Of course, they have several other conversations, although (a) Stillman never seems to recognise Quinn and (b) Quinn always uses a different name for each subsequent meeting.

The only other thing I want to mention about this novel is that at one stage, for reasons I won't get into, Quinn decides he needs to actually talk to the famous detective, Paul Auster, but there doesn't seem to be any such person. All he can find is one Paul Auster, novelist, who happens to be married to "Siri" (in real life, Paul Auster is married to Siri Hustvedt) who is no help to him. Then, right at the end, the narrator speaks of being Auster's friend.

Ghosts is more straight-forward, and the least satisfying of the three novels for me. Basically, a fellow called Blue is employed by a fellow called White to sit in an apartment room and watch Black, who occupies another apartment across the street. All that Black seems to do is sit in his room and write: Blue, trying to make a record of all Black's movements is given little to write. of course, for anyone watching Blue, all he seems to do is sit in his room and write although, as he becomes more sure of Black's routines, Blue does take the chance to go watch a game (baseball seems to be a thing of Austers) or a movie. Maybe Black is doing the same. Eventually, Blue becomes oppressed with the idea that White has simultaneously employed Black to watch him, or maybe that there's no White at all.
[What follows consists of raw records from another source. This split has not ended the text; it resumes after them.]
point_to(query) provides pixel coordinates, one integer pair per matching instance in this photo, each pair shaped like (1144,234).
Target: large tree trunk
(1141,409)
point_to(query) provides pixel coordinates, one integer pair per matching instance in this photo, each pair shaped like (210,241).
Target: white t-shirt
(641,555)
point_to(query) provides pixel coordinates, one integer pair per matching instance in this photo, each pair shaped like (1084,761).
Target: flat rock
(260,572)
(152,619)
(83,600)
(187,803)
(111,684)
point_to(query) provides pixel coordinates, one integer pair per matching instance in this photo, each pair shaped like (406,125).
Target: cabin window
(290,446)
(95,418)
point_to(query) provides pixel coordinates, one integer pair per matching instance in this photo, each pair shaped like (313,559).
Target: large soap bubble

I liked the third novel (The Locked Room) most, probably because it was the least mind-altering in its structure - although the names Peter Stillman and Daniel Quinn both make an appearance. Again, there is no formal detective, but our narrator takes on a detective-like task: he is to write a biography of a childhood friend, Fanshawe. This comes about because Fanshawe is believed to be dead, and his widow asked our narrator (he has no name) to look through the voluminous papers left behind. They turn out to be unpublished novels, plays and short stories, which our hero gets published, to great popular acclaim. So far, fairly straight-forward, but then the narrator gets a letter, evidently from Fanshawe. This provokes the narrator's search for clues as to where he might find Fanshawe, under the guise of writing his biography. We don't get a very clear idea as to why Fanshawe should have chosen to stage his own death, but there is the suggestion that he doesn't think very much of himself as a person, that people's lives will be made better by his departure, including that of his wife, who would be much better off with the narrator: I think that this is because the effort/self-containment required of him to actually be an author meant that there was little left over for those around him. He couldn't function as a husband and father: is the narrator any better when he takes on at least the guise of an author?

I've just scratched the surface of one of the themes of these novels (authorship), there is much more which could be talked about, some of which is raised in this discussion.